Goldman Sachs is a leading global investment banking, securities and investment management firm that provides a wide range of services worldwide to a substantial and diversified client base that includes corporations, financial institutions, governments and high net worth individuals. Founded in 1869, it is one of the oldest and largest investment banking firms. The firm is headquartered in New York and maintains offices in London, Frankfurt, Tokyo, Hong Kong and other major financial centers around the world.

This press release is not a solicitation of a proxy, an offer to purchase nor a solicitation of an offer to sell shares of Waste Industries, and it is not a substitute for any proxy statement or other filings that may be made with the Securities and Exchange Commission ("SEC") should this proposed transaction go forward. If such documents are filed with the SEC, investors will be urged to thoroughly review and consider them because they will contain important information, including risk factors.

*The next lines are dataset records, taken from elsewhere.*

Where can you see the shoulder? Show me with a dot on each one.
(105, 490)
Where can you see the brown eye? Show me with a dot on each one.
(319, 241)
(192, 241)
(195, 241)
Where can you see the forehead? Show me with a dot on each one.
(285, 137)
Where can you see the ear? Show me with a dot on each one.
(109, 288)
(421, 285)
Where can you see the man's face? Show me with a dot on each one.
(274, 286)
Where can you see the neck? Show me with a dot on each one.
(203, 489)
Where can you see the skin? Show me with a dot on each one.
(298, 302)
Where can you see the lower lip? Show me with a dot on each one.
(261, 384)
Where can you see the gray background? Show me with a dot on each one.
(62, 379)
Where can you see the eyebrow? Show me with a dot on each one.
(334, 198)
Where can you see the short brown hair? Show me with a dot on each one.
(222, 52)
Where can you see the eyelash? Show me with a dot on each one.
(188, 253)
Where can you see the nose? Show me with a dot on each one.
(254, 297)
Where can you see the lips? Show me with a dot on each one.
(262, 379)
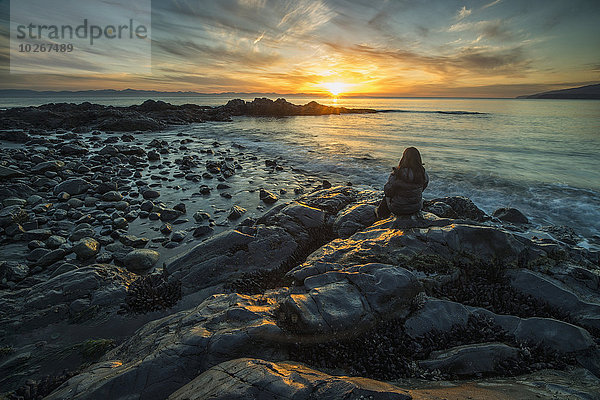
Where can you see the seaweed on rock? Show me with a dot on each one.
(257, 282)
(482, 284)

Any such documents, once filed, will be available free of charge at the SEC's website (www.sec.gov) and from Waste Industries.

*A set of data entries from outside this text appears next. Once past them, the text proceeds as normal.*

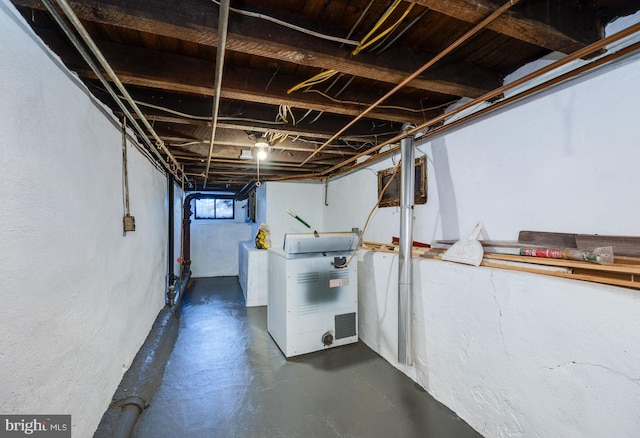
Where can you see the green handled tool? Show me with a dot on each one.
(292, 214)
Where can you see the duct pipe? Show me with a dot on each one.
(186, 229)
(223, 22)
(405, 263)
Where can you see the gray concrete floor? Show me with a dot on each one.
(226, 377)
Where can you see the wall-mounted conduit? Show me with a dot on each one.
(405, 260)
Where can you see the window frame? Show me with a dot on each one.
(214, 198)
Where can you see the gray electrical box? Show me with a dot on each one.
(129, 223)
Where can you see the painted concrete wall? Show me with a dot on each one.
(517, 354)
(214, 243)
(78, 296)
(304, 199)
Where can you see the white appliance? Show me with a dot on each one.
(312, 302)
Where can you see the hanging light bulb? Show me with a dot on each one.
(262, 149)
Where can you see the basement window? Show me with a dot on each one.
(220, 207)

Forward Looking Statements

This press release contains "forward-looking statements" under the Private Securities Litigation Reform Act of 1995. These forward-looking statements can generally be identified as such because the statement will include words such as the Company "expects," "believes," "anticipates" or words of similar import. Similarly, statements that describe the Company's future plans, objectives or goals are also forward-looking statements. The forward-looking statements are subject to risks and uncertainties, including the possibility that the proposed transaction could be withdrawn, rejected, or unable to be consummated because of various contingencies, including, but not limited to, the outcome of any legal proceedings that may be instituted against the Company and/or others relating to the proposed transaction, the effect of the announcement on the Company's operating results and business generally, the risk that the proposed transaction disrupts current plans and operations, the inability to satisfy any material conditions to consummation of the proposed transaction, downturns in the Company's business or the state of the corporate credit markets, and the impact of the substantial indebtedness expected to be incurred to accomplish the proposed transaction. Consider these factors carefully in evaluating the forward-looking statements. The risk factors listed in the Company's Form 10-K for the year ended December 31, 2006 and subsequently filed Forms 10-Q and 8-K also provide examples of risks, uncertainties and events that could cause actual results to differ materially from those contained in forward-looking statements. The forward-looking statements made herein are only made as of the date of this press release and the Company undertakes no obligation to publicly update such forward-looking statements and is not responsible for changes made to this press release for Internet or wire services.